Aku segera mundur begitu melihat pria itu duduk diatas kasurku. Bagaimana bisa? Darimana ia bisa melacak jejakku? 10 tahun... Betapa aku berharap dalam 10 tahun ini, dia sudah mati. Entah kelaparan, atau karena apa. Kenapa bisa dia disini?
"Mau kabur kemana pelacur kecil?", pria itu menyeringai. Menyeramkan. Lari, lari, pikirku. Namun kakiku tidak mau digerakkan. Aku mulai panik. Aku tidak mau disiksa lagi, tidak mau. Pria itu semakin mendekat ke arahku. Aku pun mundur dan segera lari, berniat keluar dari apartment ini.

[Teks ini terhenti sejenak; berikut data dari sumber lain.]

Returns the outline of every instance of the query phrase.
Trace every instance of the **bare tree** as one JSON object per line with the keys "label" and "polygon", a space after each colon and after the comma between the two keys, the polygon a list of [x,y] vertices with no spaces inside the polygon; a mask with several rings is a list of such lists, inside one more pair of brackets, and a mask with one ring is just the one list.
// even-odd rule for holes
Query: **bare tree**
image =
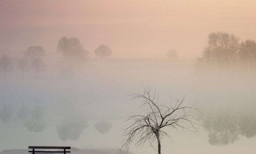
{"label": "bare tree", "polygon": [[4,79],[5,79],[6,73],[11,69],[11,62],[10,58],[7,55],[5,55],[0,59],[0,69],[4,73]]}
{"label": "bare tree", "polygon": [[256,66],[256,42],[251,40],[242,42],[239,53],[239,60],[245,70],[247,73],[251,71]]}
{"label": "bare tree", "polygon": [[101,45],[100,45],[94,51],[95,55],[101,58],[107,58],[109,56],[112,55],[112,51],[108,46]]}
{"label": "bare tree", "polygon": [[84,129],[89,126],[88,121],[81,115],[71,114],[63,120],[61,125],[57,127],[59,137],[62,140],[77,140]]}
{"label": "bare tree", "polygon": [[178,57],[177,51],[174,49],[169,50],[167,51],[166,56],[168,59],[177,59]]}
{"label": "bare tree", "polygon": [[42,119],[45,114],[45,108],[39,106],[39,100],[36,100],[35,102],[37,104],[36,107],[31,111],[31,117],[24,121],[25,126],[28,130],[34,132],[40,132],[45,127],[44,123]]}
{"label": "bare tree", "polygon": [[133,120],[131,125],[124,129],[122,147],[128,150],[131,143],[135,142],[137,146],[142,146],[147,141],[153,147],[152,144],[156,141],[158,144],[159,154],[161,153],[161,140],[164,136],[169,136],[163,128],[168,126],[172,126],[177,130],[179,128],[195,133],[199,132],[198,129],[201,125],[195,117],[195,112],[199,111],[195,107],[195,105],[191,106],[184,105],[184,98],[172,103],[170,106],[162,104],[156,94],[156,90],[152,96],[151,88],[143,87],[141,94],[131,93],[132,100],[142,99],[142,108],[146,109],[145,114],[131,117],[127,120]]}
{"label": "bare tree", "polygon": [[79,39],[76,37],[63,37],[59,41],[57,51],[62,52],[64,58],[69,61],[76,61],[88,57],[89,51],[85,50]]}
{"label": "bare tree", "polygon": [[20,60],[18,64],[19,68],[22,72],[22,79],[23,79],[24,77],[24,73],[28,69],[29,62],[27,59],[23,58]]}
{"label": "bare tree", "polygon": [[233,34],[225,32],[211,33],[208,36],[207,46],[201,58],[198,59],[207,64],[208,68],[213,64],[216,65],[219,68],[224,66],[233,68],[238,61],[239,40],[238,37]]}
{"label": "bare tree", "polygon": [[30,47],[24,53],[25,56],[32,60],[38,60],[45,55],[45,49],[40,46]]}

Namun terlambat, pria ini segera menjambak rambutku.
"Sama seperti ibumu, tidak tau berterimakasih! Saya yang besarkan kamu! Kasih kamu makan! Ini balasan untuk saya?!" teriaknya. Bibirnya begitu dekat dengan telingaku. Samar aku dapat mencium bau alcohol dari mulutnya. Aku teriak minta tolong, hal yang percuma, mengingat apartment ini kedap suara.
"Lepaskan saya!!!", teriakku, memberanikan diri.

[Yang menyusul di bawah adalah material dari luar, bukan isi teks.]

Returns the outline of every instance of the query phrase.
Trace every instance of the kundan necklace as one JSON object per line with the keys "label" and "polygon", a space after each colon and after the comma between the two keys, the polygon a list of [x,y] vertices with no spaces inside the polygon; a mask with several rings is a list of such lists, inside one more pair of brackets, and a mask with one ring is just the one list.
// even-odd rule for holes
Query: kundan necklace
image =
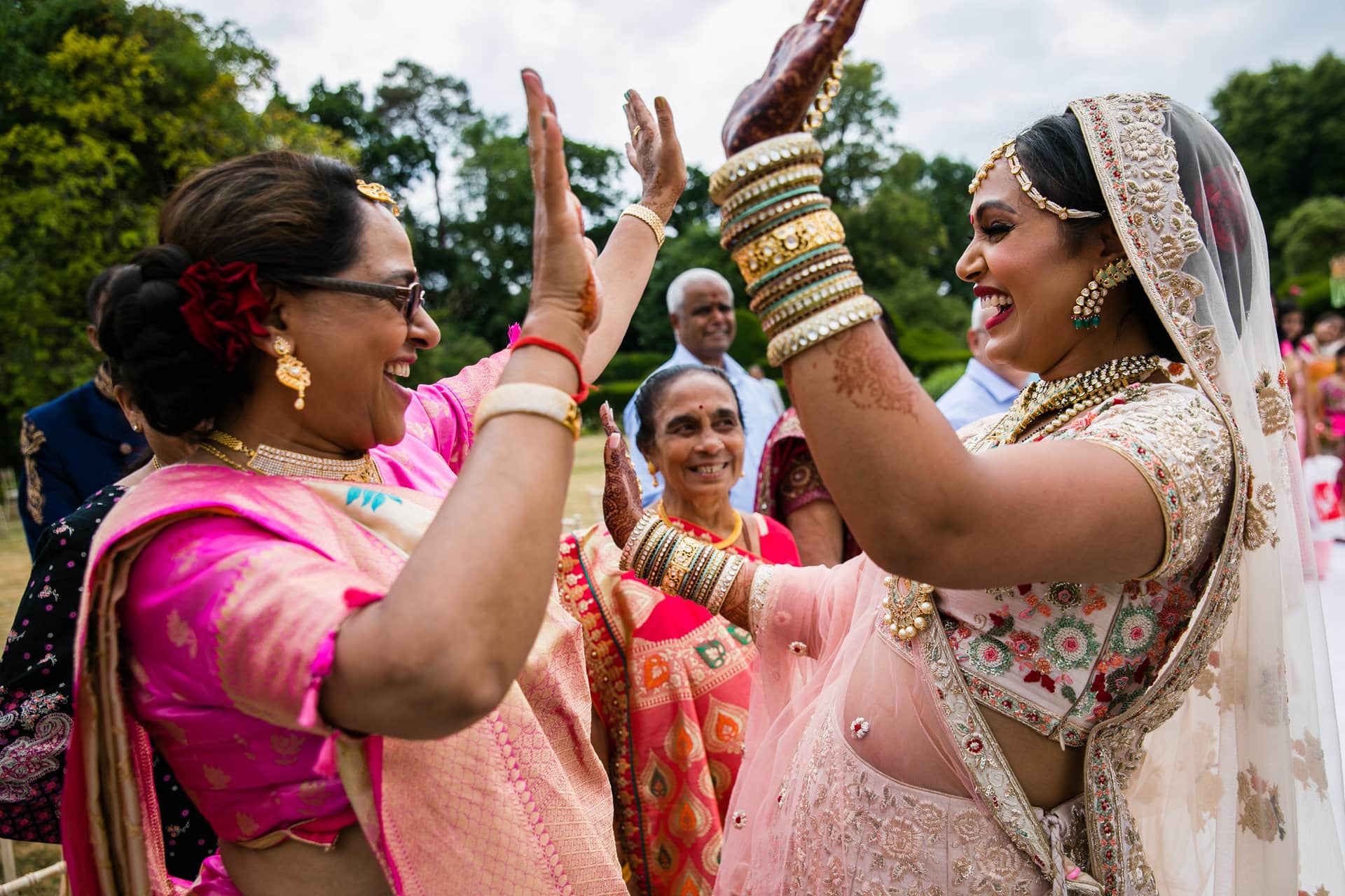
{"label": "kundan necklace", "polygon": [[1059,411],[1041,429],[1037,438],[1050,435],[1089,407],[1102,404],[1120,395],[1127,387],[1143,382],[1158,369],[1159,364],[1162,359],[1157,355],[1130,355],[1060,380],[1029,383],[1009,412],[986,433],[986,441],[991,446],[1013,445],[1038,419]]}
{"label": "kundan necklace", "polygon": [[[675,529],[681,528],[681,527],[678,527],[671,520],[671,517],[668,517],[668,512],[663,508],[663,498],[659,498],[659,519],[663,520],[664,525],[672,527]],[[724,548],[726,548],[730,544],[733,544],[734,541],[737,541],[740,535],[742,535],[742,514],[738,513],[737,510],[734,510],[733,512],[733,532],[729,532],[728,537],[725,537],[725,539],[722,539],[720,541],[712,541],[710,547],[716,548],[718,551],[722,551]]]}
{"label": "kundan necklace", "polygon": [[[218,446],[218,447],[217,447]],[[237,451],[247,458],[247,465],[238,463],[223,451]],[[292,476],[309,480],[338,480],[344,482],[382,482],[374,458],[367,453],[354,461],[343,461],[330,457],[313,457],[299,451],[285,451],[269,445],[258,445],[256,450],[243,445],[237,435],[230,435],[223,430],[214,430],[200,443],[200,449],[214,454],[221,461],[234,467],[261,473],[264,476]]]}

"Hah! Saya hidup susah tiap hari. Taunya kamu hidup senang menjadi pelacur! Pelit sekali kamu, tidak mau berbagi pada ayahmu.", balasnya seraya mengencangkan jambakannya.
"Anda bukan ayah saya!!!"
Dia menamparku, yang aku yakin, akan meninggalkan bekas. Aku berusaha meraih handphone ku didalam tasku, dan menekan speed dial yang terhubung ke nomor Randy. Aku butuh Randy. Aku sangat takut sekarang.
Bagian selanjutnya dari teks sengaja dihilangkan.